Indeed, traders have pencilled in 2016-17 shipments having
reached some 1.0m tonnes by the close of this month, the half way stage for the
marketing year, implying the monthly pace slowing further to about 70,000
tonnes in November and December.
"There just isn't enough wheat around to support shipments
at the pace they have been going at," a UK trader told Agrimoney.com.
Supplies have been further squeezed by unexpectedly strong
use of wheat in UK livestock feed, with official data showing demand from feed
mills rising by 4.4% year on year in the July-to-September period.
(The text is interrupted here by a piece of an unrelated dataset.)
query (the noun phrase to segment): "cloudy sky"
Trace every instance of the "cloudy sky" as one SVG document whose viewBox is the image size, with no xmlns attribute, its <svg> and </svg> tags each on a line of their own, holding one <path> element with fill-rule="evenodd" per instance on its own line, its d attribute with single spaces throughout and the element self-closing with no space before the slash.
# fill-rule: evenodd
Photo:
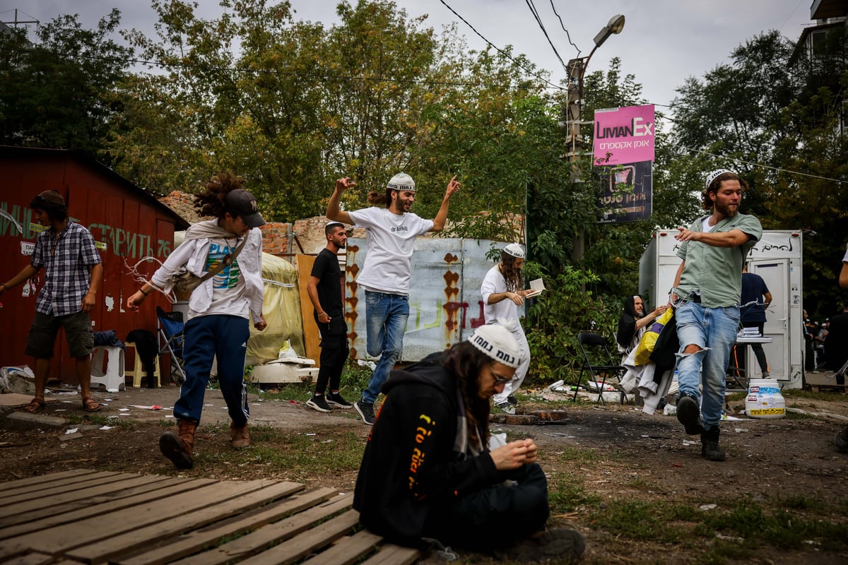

UK farm ministry Defra has forecast growth of 1.8% over
2016-17 as a whole.
The strong pace of demand, which contrasts with falls of
more 10% in use of both barley and corn in feed, comes despite an unusually
strong premium of wheat over barley, although it tallies with ideas of growing
demand from poultry producers.
"In general, wheat is the main cereal used in poultry feed
production," the AHDB bureau said.
"With this in mind the increase in poultry feed usage, and
therefore wheat, has somewhat outweighed the price competitiveness of feed
Wheat vs barley
The AHDB said that for barley to regain some of this demand,
"it is likely to have to discount even further from feed wheat prices," having
already seen the gap widen to more than £20 a tonne, from some £8 a tonne a
year ago, boosted by relative firmness in UK wheat prices.
London wheat futures for March stood at £136.75 a tonne on
Tuesday, trading roughly flat over the past two months.
By contrast, Chicago wheat futures for March have fallen by
3.6% over the same period.
The outperformance of London futures comes despite some
recovery in sterling over the same period – indeed, in dollar terms, London
futures have risen by 4.0%.
Increased activity by the UK's bioethanol plants, which
prefer wheat to barley, has also supported this premium, with barley also finding
export demand relatively hard to come by.
Shipments for the first four months of 2016-17, at 430,000
tonnes, are down 15.2% year on year.
"UK barley exports in the season to October have been at
their lowest level in four years, driven by almost no shipments to non-EU
countries by that point," AHDB analyst Arthur Marshall said.
"Alongside evidence yesterday that barley is struggling to
find British compound feed demand, feed barley may have to continue to price
competitively against wheat in order to find [export] demand."